A woman will be discharged 48 hours after a vaginal delivery. When planning discharge teaching, the nurse would include what information about lochia?
- A. Lochia should disappear 2 to 4 weeks postpartum.
- B. It is normal for the lochia to have a slightly foul odor.
- C. A change in lochia from pink to bright red should be reported.
- D. A decrease in flow will be noticed with ambulation and activity.
Correct Answer: C
Rationale: A return to bright red lochia rubra may indicate a late postpartum hemorrhage and must be reported.
You may also like to solve these questions
On the second postpartum day, a mother bathed her newborn for the first time. She tells the nurse, 'I don't think I did it right.' What postpartum psychological stage is this woman most likely in based on this comment?
- A. Taking in
- B. Taking hold
- C. Letting go
- D. Settling down
Correct Answer: B
Rationale: In phase 2, taking hold, the mother begins to initiate action and becomes interested in caring for the infant. In doing so, she may become critical of her performance.
What would the nurse expect to find when assessing the fundus of the uterus immediately after delivery?
- A. Well-contracted with its upper border at or just below the umbilicus
- B. Well-contracted with its upper border three or four fingerbreadths above the umbilicus
- C. Relaxed with its upper border level with the umbilicus
- D. Relaxed with its upper border two or three fingerbreadths below the umbilicus
Correct Answer: A
Rationale: Immediately after the placenta is expelled, the uterine fundus can be felt as a firm mass, about the size of a grapefruit, at the level of the umbilicus.
Which assessments would lead the nurse to determine the gestational age of the infant as preterm? (Select all that apply.)
- A. Thin, transparent skin
- B. Vernix only in the body creases
- C. Folded ear springs back slowly
- D. Breast tissue under the nipple
- E. Creases over entire sole
Correct Answer: A,C
Rationale: The only signs of preterm are the thin skin and the slowly responding ear.
In the recovery room, the nurse checks the newly delivered woman's fundus following a cesarean section. How would the nurse proceed with this assessment?
- A. Palpate from the midline to the side of the body.
- B. Palpate from the symphysis to the umbilicus.
- C. Palpate from the side of the uterus to the midline.
- D. Massage the abdomen in a circular motion.
Correct Answer: C
Rationale: The fundus is checked gently by walking the fingers from the side of the uterus to the midline.
A postpartum woman is not immune to rubella. What will the nurse expect?

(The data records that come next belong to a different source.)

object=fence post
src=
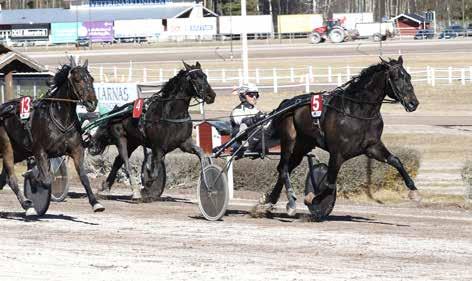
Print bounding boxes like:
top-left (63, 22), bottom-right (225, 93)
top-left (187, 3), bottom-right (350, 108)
top-left (100, 65), bottom-right (103, 83)
top-left (128, 61), bottom-right (133, 82)
top-left (430, 67), bottom-right (436, 87)
top-left (272, 67), bottom-right (279, 94)
top-left (447, 66), bottom-right (452, 84)
top-left (305, 74), bottom-right (310, 93)
top-left (461, 68), bottom-right (465, 85)
top-left (426, 65), bottom-right (431, 85)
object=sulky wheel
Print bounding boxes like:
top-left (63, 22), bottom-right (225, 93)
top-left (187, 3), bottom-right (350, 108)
top-left (141, 160), bottom-right (167, 202)
top-left (49, 157), bottom-right (69, 202)
top-left (305, 163), bottom-right (336, 221)
top-left (24, 165), bottom-right (51, 216)
top-left (197, 164), bottom-right (229, 221)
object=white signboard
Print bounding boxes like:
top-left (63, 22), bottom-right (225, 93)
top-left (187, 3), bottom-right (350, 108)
top-left (115, 19), bottom-right (163, 38)
top-left (94, 83), bottom-right (138, 114)
top-left (220, 15), bottom-right (274, 34)
top-left (77, 83), bottom-right (138, 114)
top-left (167, 17), bottom-right (216, 36)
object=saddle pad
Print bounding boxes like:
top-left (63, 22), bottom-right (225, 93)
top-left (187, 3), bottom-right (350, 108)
top-left (133, 99), bottom-right (144, 118)
top-left (20, 97), bottom-right (31, 119)
top-left (310, 95), bottom-right (323, 118)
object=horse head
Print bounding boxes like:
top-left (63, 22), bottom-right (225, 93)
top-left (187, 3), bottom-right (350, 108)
top-left (380, 56), bottom-right (420, 112)
top-left (183, 61), bottom-right (216, 104)
top-left (68, 57), bottom-right (98, 112)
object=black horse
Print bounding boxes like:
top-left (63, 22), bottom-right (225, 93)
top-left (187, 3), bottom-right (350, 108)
top-left (89, 62), bottom-right (216, 199)
top-left (260, 56), bottom-right (419, 219)
top-left (2, 58), bottom-right (105, 215)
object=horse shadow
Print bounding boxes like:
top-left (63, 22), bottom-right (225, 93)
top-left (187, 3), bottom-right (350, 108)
top-left (0, 212), bottom-right (99, 225)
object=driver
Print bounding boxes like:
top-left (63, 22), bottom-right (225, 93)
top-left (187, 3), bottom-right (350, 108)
top-left (230, 83), bottom-right (272, 156)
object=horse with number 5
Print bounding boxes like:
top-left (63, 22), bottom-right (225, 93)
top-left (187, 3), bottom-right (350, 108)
top-left (258, 56), bottom-right (420, 220)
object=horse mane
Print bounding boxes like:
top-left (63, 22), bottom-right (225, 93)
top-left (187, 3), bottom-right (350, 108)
top-left (46, 64), bottom-right (72, 96)
top-left (342, 63), bottom-right (385, 94)
top-left (159, 69), bottom-right (185, 97)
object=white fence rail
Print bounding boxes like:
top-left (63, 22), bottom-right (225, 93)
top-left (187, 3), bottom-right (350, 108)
top-left (91, 63), bottom-right (472, 93)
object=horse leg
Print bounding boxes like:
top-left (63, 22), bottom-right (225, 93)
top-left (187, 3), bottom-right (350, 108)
top-left (117, 137), bottom-right (142, 200)
top-left (0, 128), bottom-right (38, 217)
top-left (0, 166), bottom-right (7, 190)
top-left (366, 142), bottom-right (421, 202)
top-left (70, 146), bottom-right (105, 212)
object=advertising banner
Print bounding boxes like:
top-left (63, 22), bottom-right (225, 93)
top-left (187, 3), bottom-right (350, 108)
top-left (167, 18), bottom-right (216, 36)
top-left (114, 19), bottom-right (162, 38)
top-left (278, 14), bottom-right (323, 33)
top-left (94, 83), bottom-right (138, 114)
top-left (79, 21), bottom-right (114, 42)
top-left (51, 22), bottom-right (82, 44)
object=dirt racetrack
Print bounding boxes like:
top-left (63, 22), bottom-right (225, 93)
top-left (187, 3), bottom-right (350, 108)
top-left (0, 185), bottom-right (472, 280)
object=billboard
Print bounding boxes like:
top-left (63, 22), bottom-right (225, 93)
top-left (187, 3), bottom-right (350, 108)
top-left (115, 19), bottom-right (163, 38)
top-left (277, 14), bottom-right (323, 33)
top-left (79, 21), bottom-right (114, 42)
top-left (220, 15), bottom-right (274, 34)
top-left (94, 83), bottom-right (138, 114)
top-left (51, 22), bottom-right (82, 44)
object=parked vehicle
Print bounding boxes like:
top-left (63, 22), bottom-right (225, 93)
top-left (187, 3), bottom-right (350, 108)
top-left (438, 25), bottom-right (466, 39)
top-left (414, 29), bottom-right (434, 40)
top-left (310, 19), bottom-right (350, 44)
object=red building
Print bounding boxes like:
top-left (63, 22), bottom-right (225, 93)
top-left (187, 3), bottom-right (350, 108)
top-left (392, 14), bottom-right (431, 36)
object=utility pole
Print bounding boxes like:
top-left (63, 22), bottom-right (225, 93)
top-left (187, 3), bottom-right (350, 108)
top-left (241, 0), bottom-right (249, 84)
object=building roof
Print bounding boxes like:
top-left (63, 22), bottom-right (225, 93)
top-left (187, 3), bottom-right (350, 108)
top-left (0, 44), bottom-right (47, 72)
top-left (392, 13), bottom-right (429, 23)
top-left (0, 3), bottom-right (194, 24)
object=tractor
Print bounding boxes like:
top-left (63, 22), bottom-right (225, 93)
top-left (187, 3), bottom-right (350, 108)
top-left (310, 19), bottom-right (350, 44)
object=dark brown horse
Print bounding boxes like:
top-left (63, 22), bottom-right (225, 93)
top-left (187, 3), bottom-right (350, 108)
top-left (89, 62), bottom-right (216, 199)
top-left (260, 56), bottom-right (419, 219)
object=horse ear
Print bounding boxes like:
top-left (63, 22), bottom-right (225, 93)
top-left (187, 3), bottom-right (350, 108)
top-left (379, 57), bottom-right (390, 66)
top-left (398, 55), bottom-right (403, 64)
top-left (182, 61), bottom-right (192, 70)
top-left (70, 56), bottom-right (77, 68)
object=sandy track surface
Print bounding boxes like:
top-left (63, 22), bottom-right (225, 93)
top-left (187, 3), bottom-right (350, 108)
top-left (0, 188), bottom-right (472, 280)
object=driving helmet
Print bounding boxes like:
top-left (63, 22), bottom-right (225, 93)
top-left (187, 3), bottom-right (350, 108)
top-left (238, 83), bottom-right (259, 102)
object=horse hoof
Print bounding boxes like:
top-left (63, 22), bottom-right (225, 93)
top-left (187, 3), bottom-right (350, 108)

- A. The rubella virus vaccine should be administered before discharge.
- B. The woman should receive the rubella virus vaccine at her 6-week postpartum checkup.
- C. The woman should be instructed not to get pregnant until she receives the rubella vaccine.
- D. No intervention is indicated at this time because the woman is not at risk for rubella.
Correct Answer: A
Rationale: The woman who is not immune to rubella is immunized in the immediate postpartum period, because there is no danger of her being pregnant.